I too am involved in rescue and two days ago, got a pit off a chain. She was chained 24/7. I brought her home with the plan to re home her. I was just her foster short term. I was careless even after she showed aggression to my dogs to leave her near my cats, even though I had them somewhat serrated and I had the dog on a chain in the house when I couldn't supervise. I went to eat dinner and shower and came back to find a cat of 8 years that I rescued torn apart. I had to do the one thing that goes against every fiber of my being, and call animal control for the dog. My cat is dead and I am responsible. I ache so badly and I cant believe my Riley is gone. I feel like the worlds worst pet owner. I don't know how I will ever recover.

Empathy
by: Kaz

I have just read your post and it brought tears to my eyes. My cat Tango was found dead by my partner on returning home from work yesterday. Our pet Akita had killed him (we believe) over food posession on her part. I feel completely traumatised. It is my fault completely as I should never have left them alone. He was my best friend. He would follow me everywhere around the house. Now I don't know what to do. He has been sent to the crematorium but I have not felt this guilt and grief before. I believe the dog is actually mourning him as well :( He had lick marks over his body where I believe she may have tried to bring him back to life... but I still can't help but hate her for doing this to Tango. Our Tango - Our pack member!! :'(

I hope you're doing better
by: Scott

I found your site researching how I could get my dog to love my cat and not think of him as a chew toy.

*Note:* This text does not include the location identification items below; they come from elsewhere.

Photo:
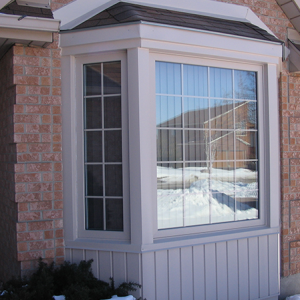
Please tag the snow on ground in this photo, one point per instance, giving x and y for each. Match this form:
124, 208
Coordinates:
205, 197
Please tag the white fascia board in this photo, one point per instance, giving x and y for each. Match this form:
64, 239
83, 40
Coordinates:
170, 39
29, 23
3, 3
77, 12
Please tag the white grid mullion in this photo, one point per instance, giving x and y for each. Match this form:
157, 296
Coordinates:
209, 142
103, 148
234, 145
183, 146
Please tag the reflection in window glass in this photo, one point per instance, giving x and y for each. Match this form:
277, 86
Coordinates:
207, 170
103, 146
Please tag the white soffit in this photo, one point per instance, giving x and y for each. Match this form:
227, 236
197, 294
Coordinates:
78, 11
4, 3
292, 10
35, 3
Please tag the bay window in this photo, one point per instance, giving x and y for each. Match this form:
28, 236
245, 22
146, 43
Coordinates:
207, 171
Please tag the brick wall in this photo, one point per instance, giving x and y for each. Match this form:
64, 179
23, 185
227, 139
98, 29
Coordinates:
8, 208
289, 101
38, 177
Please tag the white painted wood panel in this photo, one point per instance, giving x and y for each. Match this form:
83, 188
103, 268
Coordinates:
263, 264
222, 268
273, 264
92, 254
232, 263
77, 255
119, 267
210, 271
187, 273
148, 275
174, 274
105, 265
161, 275
134, 271
199, 272
253, 268
244, 269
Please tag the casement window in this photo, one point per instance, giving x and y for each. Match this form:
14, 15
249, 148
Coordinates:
103, 146
207, 172
168, 139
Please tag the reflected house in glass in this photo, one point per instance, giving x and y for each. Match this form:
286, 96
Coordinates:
226, 146
169, 145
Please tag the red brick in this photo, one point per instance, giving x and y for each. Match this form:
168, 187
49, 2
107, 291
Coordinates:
40, 147
38, 128
53, 214
29, 255
41, 225
44, 205
39, 71
39, 52
26, 80
39, 167
26, 118
39, 187
28, 157
41, 245
22, 207
29, 236
27, 99
34, 177
28, 197
49, 234
29, 216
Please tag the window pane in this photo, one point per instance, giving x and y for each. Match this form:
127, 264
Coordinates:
94, 183
95, 214
195, 80
213, 178
196, 113
112, 112
168, 78
93, 144
221, 114
93, 79
112, 77
169, 145
245, 114
113, 145
168, 112
196, 145
245, 85
114, 214
221, 83
113, 180
93, 113
246, 145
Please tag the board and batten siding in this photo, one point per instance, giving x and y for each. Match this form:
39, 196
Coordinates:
237, 269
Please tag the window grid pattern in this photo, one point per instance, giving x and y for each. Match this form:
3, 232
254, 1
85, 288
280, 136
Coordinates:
207, 171
103, 146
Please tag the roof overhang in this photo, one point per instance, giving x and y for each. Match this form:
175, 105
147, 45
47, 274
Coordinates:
292, 10
29, 31
77, 12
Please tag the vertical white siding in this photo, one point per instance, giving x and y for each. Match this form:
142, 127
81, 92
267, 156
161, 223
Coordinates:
245, 269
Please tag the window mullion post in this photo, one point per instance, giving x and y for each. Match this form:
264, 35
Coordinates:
271, 142
141, 107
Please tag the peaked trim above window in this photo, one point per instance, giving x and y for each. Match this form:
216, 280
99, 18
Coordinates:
124, 13
78, 12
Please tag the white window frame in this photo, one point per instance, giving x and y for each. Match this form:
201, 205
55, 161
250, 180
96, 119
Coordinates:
141, 45
81, 212
263, 197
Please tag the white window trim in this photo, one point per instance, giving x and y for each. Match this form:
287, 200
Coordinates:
144, 43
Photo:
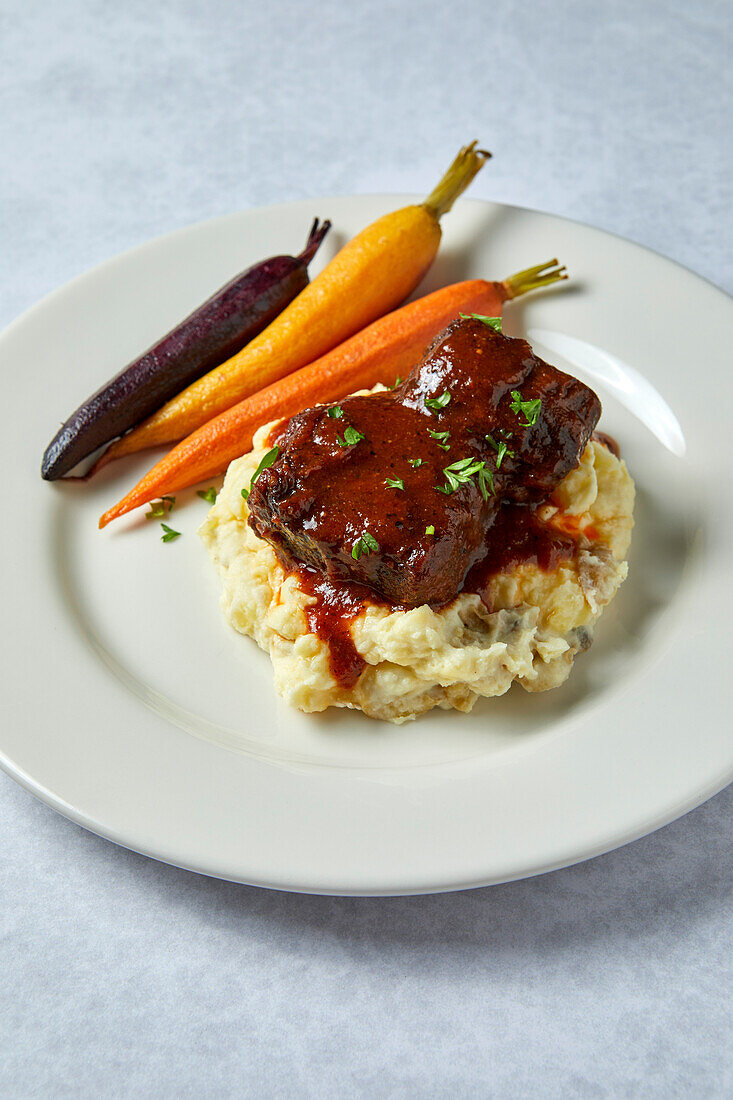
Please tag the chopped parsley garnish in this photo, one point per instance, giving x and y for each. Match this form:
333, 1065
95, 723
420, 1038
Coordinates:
461, 473
265, 461
367, 543
435, 404
441, 439
159, 508
350, 437
493, 322
501, 449
528, 409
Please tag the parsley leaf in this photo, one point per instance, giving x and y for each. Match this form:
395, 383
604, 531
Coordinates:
529, 409
461, 473
265, 462
350, 437
493, 322
435, 404
367, 543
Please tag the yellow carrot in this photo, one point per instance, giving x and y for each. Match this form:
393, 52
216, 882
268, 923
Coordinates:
371, 275
386, 348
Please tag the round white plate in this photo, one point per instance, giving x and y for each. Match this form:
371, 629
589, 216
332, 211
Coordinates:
131, 707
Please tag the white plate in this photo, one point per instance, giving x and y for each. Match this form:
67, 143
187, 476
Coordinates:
130, 706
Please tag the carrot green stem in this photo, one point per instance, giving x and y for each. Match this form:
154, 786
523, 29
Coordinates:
318, 231
532, 277
455, 182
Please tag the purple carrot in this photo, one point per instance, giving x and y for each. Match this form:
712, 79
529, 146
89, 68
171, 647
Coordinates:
211, 334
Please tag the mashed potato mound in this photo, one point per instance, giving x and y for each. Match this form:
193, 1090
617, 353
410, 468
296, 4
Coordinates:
422, 658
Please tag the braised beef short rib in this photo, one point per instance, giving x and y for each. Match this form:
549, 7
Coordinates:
407, 507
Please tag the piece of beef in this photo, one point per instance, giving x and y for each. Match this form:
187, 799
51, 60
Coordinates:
394, 510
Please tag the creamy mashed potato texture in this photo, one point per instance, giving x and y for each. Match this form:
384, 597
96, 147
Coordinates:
529, 628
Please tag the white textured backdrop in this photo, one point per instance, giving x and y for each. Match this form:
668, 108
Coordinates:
126, 978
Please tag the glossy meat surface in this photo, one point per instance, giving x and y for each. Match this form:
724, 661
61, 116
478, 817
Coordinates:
407, 509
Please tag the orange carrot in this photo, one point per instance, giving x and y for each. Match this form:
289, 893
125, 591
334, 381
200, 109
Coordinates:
379, 353
370, 275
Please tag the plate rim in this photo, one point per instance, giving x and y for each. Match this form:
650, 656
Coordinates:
88, 822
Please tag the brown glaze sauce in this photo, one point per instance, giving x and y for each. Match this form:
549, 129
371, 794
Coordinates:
516, 537
325, 491
338, 603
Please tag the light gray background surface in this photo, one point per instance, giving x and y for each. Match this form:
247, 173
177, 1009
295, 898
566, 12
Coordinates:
120, 977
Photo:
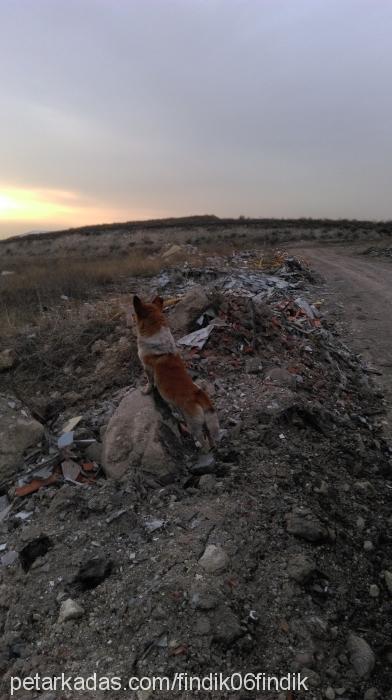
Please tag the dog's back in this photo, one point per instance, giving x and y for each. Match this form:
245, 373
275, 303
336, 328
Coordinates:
166, 370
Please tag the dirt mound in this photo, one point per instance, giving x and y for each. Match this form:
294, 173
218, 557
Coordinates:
272, 555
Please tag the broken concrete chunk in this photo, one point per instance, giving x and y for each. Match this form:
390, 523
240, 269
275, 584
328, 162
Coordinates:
7, 360
9, 558
188, 309
18, 431
300, 568
388, 580
141, 439
92, 573
70, 610
306, 526
214, 559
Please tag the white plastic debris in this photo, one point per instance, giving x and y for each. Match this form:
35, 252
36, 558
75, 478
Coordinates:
70, 469
65, 440
71, 424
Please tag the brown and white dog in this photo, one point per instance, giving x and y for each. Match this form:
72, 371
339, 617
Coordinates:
166, 371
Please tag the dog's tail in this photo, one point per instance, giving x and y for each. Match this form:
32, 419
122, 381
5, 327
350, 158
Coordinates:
210, 416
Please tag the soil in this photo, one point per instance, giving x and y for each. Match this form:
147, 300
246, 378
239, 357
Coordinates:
297, 497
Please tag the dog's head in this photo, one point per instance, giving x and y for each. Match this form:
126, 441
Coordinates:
149, 315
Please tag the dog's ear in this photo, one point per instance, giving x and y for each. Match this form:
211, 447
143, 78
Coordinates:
139, 307
158, 301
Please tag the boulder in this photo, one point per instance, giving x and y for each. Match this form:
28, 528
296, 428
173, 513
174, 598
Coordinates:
189, 308
142, 437
18, 431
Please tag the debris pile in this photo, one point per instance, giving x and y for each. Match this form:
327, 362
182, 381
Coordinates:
271, 554
377, 251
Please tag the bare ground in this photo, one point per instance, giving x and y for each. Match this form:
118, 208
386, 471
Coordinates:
359, 293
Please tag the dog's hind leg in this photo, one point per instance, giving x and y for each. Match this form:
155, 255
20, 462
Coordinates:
195, 422
150, 381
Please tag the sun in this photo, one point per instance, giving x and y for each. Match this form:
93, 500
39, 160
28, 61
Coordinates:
7, 205
32, 204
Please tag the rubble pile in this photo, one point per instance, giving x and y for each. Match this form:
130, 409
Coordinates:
272, 554
376, 251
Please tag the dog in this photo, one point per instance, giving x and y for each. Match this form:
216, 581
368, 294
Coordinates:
166, 371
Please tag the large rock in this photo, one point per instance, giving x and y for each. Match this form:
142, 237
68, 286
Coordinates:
18, 432
141, 437
188, 310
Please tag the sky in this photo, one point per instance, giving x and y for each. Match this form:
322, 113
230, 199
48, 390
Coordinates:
112, 110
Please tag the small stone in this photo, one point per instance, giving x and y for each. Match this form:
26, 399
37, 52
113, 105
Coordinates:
202, 600
300, 568
313, 677
360, 523
202, 626
94, 452
371, 694
374, 591
306, 526
70, 610
9, 558
388, 580
214, 559
7, 360
362, 657
253, 365
304, 659
227, 627
207, 482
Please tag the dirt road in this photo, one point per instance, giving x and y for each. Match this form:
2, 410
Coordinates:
360, 287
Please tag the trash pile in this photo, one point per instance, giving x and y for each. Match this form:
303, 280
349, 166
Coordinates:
239, 560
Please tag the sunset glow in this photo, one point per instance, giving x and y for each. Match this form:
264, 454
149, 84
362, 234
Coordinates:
18, 204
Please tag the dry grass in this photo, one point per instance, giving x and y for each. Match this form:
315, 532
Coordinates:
39, 286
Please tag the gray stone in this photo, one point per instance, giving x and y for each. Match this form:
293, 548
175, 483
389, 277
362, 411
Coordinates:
214, 559
94, 452
70, 610
371, 694
304, 659
204, 600
9, 558
253, 365
306, 526
202, 626
139, 438
207, 482
300, 568
368, 545
188, 309
362, 657
388, 580
18, 432
313, 677
7, 360
281, 377
226, 626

I hope you've gotten pass the pain and that you're living life again.

Best to you.

Scott

Thanks
by: Jessica

Thank you so much for your story. The exact same thing happened to me yesterday. I came home to find my cat of 11 years dead on the living room floor, killed by my dogs who I also love dearly. I feel so guilty for rescuing my pit mix, Gigi, last year and keeping her even though I knew she shouldn't be around cats. I tried to find her a new home but couldn't and didn't want to see her put down at the pound. This is one sad world we live in. It's going to take time to get over this one. It's comforting to hear the words of a fellow animal lover who has been through the same thing.

:(
by: Leo W

This is so sad. I am really sorry to hear about Naya. It sounds like you really loved her a lot. I just adopted a cat from the SPCA, and I've had him for almost 2 weeks. He's already become my best friend, and I too would be devastated if anything happened to him.

Bless your heart!!
by: Vicky

Last friday a pit bull killed my my lil Lasher, my baby, my cat.... I'm heart broken, devastated!! It's killing me inside. He was so very special... I know your pain all too well... and it's awful just awful. And what hurts most, people, my friends, they just don't understand why I'm so upset, so grief stricken... they act as if I should just get over... it's one of the most horrific things, so horrible...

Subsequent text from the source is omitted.